The Intensity of IUGR-Induced Transcriptome Deregulations Is Inversely Correlated with the Onset of Organ Function in a Rat Model
Daniel Vaiman, Géraldine Gascoin-Lachambre, Farid Boubred, Fran?oise Mondon, Jean-Marc Feuerstein, Isabelle Ligi, Isabelle Grandvuillemin, Sandrine Barbaux, Eric Ghigo, Vincent Achard, Umberto Simeoni, Christophe Buffat
PLOS ONE , 2011, DOI: 10.1371/journal.pone.0021222
Abstract: A low-protein diet applied during pregnancy in the rat results in intrauterine growth restricted (IUGR) fetuses. In humans, IUGR is associated with increased perinatal morbidity, higher incidence of neuro-developmental defects and increased risk of adult metabolic anomalies, such as diabetes and cardiovascular disease. Development and function of many organs are affected by environmental conditions such as those inducing fetal and early postnatal growth restriction. This phenomenon, termed “fetal programming” has been studied unconnectedly in some organs, but very few studies (if any) have investigated at the same time several organs, on a more comparative basis. However, it is quite probable that IUGR affects differentially most organ systems, with possible persistent changes in gene expression. In this study we address transcriptional alterations induced by IUGR in a multi-organ perspective, by systematic analysis of 20-days rat fetuses.
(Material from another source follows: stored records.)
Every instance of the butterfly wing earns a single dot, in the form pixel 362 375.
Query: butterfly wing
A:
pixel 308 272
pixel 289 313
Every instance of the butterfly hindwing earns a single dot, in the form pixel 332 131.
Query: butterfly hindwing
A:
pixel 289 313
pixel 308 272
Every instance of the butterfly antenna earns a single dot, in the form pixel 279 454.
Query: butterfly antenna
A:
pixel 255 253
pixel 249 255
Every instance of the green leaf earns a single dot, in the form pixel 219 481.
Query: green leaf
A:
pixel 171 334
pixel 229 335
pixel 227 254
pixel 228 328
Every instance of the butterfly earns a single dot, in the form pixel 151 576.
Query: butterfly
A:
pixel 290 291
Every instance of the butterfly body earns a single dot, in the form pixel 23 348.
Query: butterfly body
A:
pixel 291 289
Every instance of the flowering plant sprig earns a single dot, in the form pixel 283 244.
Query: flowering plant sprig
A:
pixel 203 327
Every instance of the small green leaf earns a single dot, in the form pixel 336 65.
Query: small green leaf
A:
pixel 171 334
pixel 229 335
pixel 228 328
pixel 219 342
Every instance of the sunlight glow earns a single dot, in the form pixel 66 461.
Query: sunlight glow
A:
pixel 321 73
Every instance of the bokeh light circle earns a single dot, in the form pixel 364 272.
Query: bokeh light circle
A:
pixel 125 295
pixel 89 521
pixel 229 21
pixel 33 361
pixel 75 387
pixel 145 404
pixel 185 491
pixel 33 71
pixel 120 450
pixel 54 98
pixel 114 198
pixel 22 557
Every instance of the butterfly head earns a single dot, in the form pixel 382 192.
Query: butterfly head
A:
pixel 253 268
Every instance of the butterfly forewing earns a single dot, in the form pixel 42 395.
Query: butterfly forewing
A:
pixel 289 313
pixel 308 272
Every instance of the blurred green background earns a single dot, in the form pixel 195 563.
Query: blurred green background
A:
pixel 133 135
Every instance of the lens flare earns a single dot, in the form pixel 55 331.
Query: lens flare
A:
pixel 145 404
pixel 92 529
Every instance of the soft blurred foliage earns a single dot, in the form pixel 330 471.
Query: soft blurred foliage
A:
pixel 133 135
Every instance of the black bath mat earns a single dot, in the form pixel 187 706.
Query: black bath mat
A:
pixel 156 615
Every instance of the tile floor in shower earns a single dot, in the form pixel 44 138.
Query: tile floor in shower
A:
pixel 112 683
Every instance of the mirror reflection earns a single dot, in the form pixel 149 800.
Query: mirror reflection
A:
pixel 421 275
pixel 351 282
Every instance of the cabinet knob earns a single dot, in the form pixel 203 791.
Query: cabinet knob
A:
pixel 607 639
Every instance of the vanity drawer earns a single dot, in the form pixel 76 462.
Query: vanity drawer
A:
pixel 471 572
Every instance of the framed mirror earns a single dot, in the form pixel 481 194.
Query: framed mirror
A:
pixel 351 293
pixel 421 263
We show that (1) expressional alterations are apparently stronger in organs functioning late in foetal or postnatal life than in organs that are functioning early (2) hierarchical classification of the deregulations put together kidney and placenta in one cluster, liver, lungs and heart in another; (3) the epigenetic machinery is set up especially in the placenta, while its alterations are rather mild in other organs; (4) the genes appear deregulated in chromosome clusters; (5) the altered expression cascades varies from organ to organ, with noticeably a very significant modification of the complement and coagulation cascades in the kidney; (6) we found a significant increase in TF binding site for HNF4 proteins specifically for liver genes that are down-regulated in IUGR, suggesting that this decrease is achieved through the action of HNF transcription factors, that are themselves transcriptionnally induced in the liver by IUGR (x 1.84 fold). Altogether, our study suggests that a combination of tissue-specific mechanisms contributes to bring about tissue-driven modifications of gene cascades. The question of these cascades being activated to adapt the organ to harsh environmental condition, or as an endpoint consequence is still raised.